Au quatrième trimestre 2010, l’activité a continué d’être soutenue en termes de croissance externe, affichant une corrélation forte avec un volume d’opérations de fusions-acquisitions sur le marché mid-market européen plus important, comme le montre le graphique ci-après.

Selon Neil MacDougall, Managing Partner de Silverfleet Capital, « les tendances sur le marché des fusions-acquisitions et le marché de la dette semblent favorables aux opérations de buy & build. Comme bon nombre de fonds d’investissement doivent encore sortir de leurs investissements les plus anciens, il est probable que l’activité buy & build poursuive sa progression en 2011 ».

Une analyse du niveau d’activité buy & build par millésime d’acquisition de la société plateforme montre que, sur une base comparable, tous les millésimes ont été plus actifs en 2010 qu’en 2009. En effet, en raison des sorties, on constate généralement un ralentissement de l’activité buy & build pour un millésime donné de sociétés plateformes, à mesure qu’il arrive à maturité. L’analyse de Silverfleet Capital compare par conséquent l’évolution de l’activité des différents millésimes pour chaque année de détention afin d’éliminer cette distorsion.

On notera que l’activité en 2010 est restée en-dessous du niveau record enregistré en 2007, même si elle a clairement augmenté quel que soit le millésimes de la société plateforme par rapport au point bas observé en 2009.

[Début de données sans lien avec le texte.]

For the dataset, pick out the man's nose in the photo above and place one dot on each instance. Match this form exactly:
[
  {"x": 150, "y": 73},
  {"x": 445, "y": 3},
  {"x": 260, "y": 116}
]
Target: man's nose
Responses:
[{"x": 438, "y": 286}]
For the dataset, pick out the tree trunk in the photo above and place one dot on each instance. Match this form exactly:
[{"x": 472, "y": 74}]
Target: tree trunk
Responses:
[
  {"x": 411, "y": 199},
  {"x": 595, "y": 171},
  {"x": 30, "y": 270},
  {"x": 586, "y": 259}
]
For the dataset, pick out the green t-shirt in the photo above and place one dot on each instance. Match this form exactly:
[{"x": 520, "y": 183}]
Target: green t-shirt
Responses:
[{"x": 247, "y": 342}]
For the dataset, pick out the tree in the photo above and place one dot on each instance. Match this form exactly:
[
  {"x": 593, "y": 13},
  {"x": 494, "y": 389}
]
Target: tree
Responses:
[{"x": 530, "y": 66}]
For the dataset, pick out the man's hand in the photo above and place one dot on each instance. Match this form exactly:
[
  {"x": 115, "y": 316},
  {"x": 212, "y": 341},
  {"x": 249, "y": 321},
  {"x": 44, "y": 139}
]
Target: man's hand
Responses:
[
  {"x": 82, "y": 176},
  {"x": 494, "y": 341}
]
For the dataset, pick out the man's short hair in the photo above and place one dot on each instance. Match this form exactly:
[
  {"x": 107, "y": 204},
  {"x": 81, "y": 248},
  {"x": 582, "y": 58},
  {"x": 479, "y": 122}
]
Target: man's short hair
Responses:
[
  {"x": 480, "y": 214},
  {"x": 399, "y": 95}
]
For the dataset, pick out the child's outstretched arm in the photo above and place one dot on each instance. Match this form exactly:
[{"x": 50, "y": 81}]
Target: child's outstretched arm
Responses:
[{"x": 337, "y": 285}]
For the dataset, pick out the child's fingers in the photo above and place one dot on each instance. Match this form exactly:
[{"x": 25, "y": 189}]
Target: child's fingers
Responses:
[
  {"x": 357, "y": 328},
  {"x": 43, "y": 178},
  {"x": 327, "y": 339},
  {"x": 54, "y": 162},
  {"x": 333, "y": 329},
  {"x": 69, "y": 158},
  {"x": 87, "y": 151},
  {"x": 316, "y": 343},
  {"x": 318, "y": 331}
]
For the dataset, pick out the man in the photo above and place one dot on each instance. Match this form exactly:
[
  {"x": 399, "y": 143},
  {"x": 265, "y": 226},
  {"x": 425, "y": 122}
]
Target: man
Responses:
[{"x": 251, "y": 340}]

Neil MacDougall ajoute : « Nous avons été surpris de constater un regain d’activité pour les millésimes les plus anciens. Notre analyse montre qu’un certain nombre de ces sociétés plateformes ont conclu des opérations de build-up juste avant leur cession ; probablement pour améliorer la thèse d’investissement. Comme plusieurs de ces plateformes ont été vendues depuis, les nouveaux propriétaires ont dû se rendre confortable avec le risque qu’ils prenaient, dans la mesure où ils bénéficiaient alors de peu de signaux sur le succès de l’intégration de ces acquisitions. Dans d’autres cas, plutôt qu’une sortie, certaines des plateformes les plus anciennes ont vu l’entrée d’un nouvel actionnaire minoritaire, ce qui semble leur avoir donné un second souffle en termes d’activité buy & build. »

L’exemple d’une société du portefeuille de Silverfleet Capital

En décembre 2010, Kalle, un des premiers fabricants mondiaux de boyaux synthétiques pour saucisses, détenu par Silverfleet Capital depuis septembre 2009, a réalisé une importante opération de croissance externe en acquérant Jif-Pak Manufacturing Inc, une société implantée en Californie. L’expérience de Kalle montre que le financement de telles opérations de build-up a pu être bien plus facilement mis en place en 2010 qu’en 2009, date de l’investissement initial dans Kalle.

L’acquisition de Jif-Pak a été financée par la trésorerie que Kalle avait généré depuis son acquisition par Silverfleet Capital et par une tranche « C » de dette senior de 39 millions de dollars, sans aucune injection supplémentaire de capital. Dix-huit mois plus tôt, il n’aurait pas été possible de lever un financement en dollars en Europe, alors même que cela aurait apporté une couverture naturelle à la partie dollar des profits de Kalle. Cette plus grande souplesse de la part des prêteurs, ainsi que le choix de la devise et de la structure de la dette supplémentaire reflètent l’amélioration de conditions actuelles sur le marché de la dette. L’endettement pro forma de Kalle après l’acquisition de Jif-Pak reste inférieur à trois fois l’EBITDA historique, ce qui a sans aucun doute facilité l’opération.